Senate Republicans plus one Democrat - Ben Nelson of Nebraska - voted against the motion. Democrats, who control 59 votes in the 100-member Senate, need at least 60 votes to move the bill to a full vote, meaning they'll likely need to make changes to the bill to attract at least two more votes.
The White House mocked Republicans for clinging to the status quo - a regulatory regime that failed to avert the 2008 financial crisis and a wave of costly bank failures.
"Let's be clear about the consequences of not moving this proposal forward," White House spokesman Robert Gibbs told reporters. "The same rules of the road that got us into this mess, the same rules of the road that let banks and financial institutions make their own decisions, they're still the rules of the road."

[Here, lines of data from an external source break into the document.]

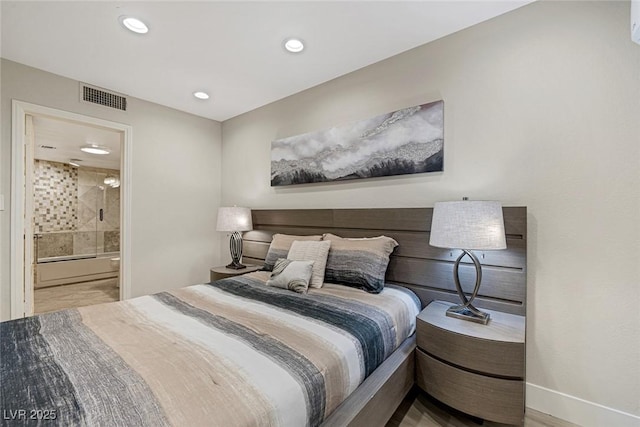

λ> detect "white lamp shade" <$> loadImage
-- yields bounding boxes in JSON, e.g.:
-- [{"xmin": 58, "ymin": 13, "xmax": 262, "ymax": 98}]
[
  {"xmin": 429, "ymin": 200, "xmax": 507, "ymax": 250},
  {"xmin": 216, "ymin": 206, "xmax": 253, "ymax": 231}
]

Mr. Gibbs added that the "time for delay on this has passed."
But Republicans said they are preparing their own version of Wall Street reforms in the coming days.

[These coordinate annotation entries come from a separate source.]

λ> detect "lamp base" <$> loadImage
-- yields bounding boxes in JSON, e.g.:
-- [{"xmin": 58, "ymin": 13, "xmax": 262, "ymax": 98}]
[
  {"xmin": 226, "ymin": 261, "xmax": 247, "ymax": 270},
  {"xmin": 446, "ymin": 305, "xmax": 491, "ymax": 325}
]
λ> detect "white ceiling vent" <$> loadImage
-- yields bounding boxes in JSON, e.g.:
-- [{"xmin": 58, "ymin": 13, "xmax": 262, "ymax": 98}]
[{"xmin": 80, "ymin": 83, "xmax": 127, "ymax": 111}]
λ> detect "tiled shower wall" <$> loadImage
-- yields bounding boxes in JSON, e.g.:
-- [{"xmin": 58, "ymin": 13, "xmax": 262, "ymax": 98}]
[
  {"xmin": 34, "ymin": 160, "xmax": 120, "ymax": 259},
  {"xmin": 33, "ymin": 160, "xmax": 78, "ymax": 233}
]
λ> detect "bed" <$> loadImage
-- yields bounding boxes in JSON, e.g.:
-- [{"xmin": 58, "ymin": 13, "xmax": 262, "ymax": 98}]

All this guarantees that the final contours of the legislation could remain in flux for a while.
Several key provisions remain in dispute. Senate Democrats continue to try to find common ground with Republicans on several items, including a proposed bank-funded $50-billion (U.S.) reserve to pay for future bailouts, tough new restrictions on trading in financial derivatives and the powers of a newly created consumer regulator.
"Financial reform has many moving parts and not all of it will work out as intended," pointed out Mark Zandi, chief economist at Moody's Economy.com in West Chester, Pa.
Given the scope of the problem exposed by the financial crisis, he said Congress is making "a healthy start."
So far, the Obama administration and Congressional Democrats are taking a hard line on financial derivatives - investments, such as futures, that are based on the value of another asset.
The current bill would force deposit-taking banks to spin off their derivatives operations. But Republicans and much of the financial services industry is fighting the measure.
In a statement issued Monday, the White House warned senators not to add loopholes that would weaken consumer and investor protections. And it urged the Senate to "resist pressure from those who would preserve the status quo and to stand up for long overdue reform that will protect American families and the long-term health of the Nation's economy."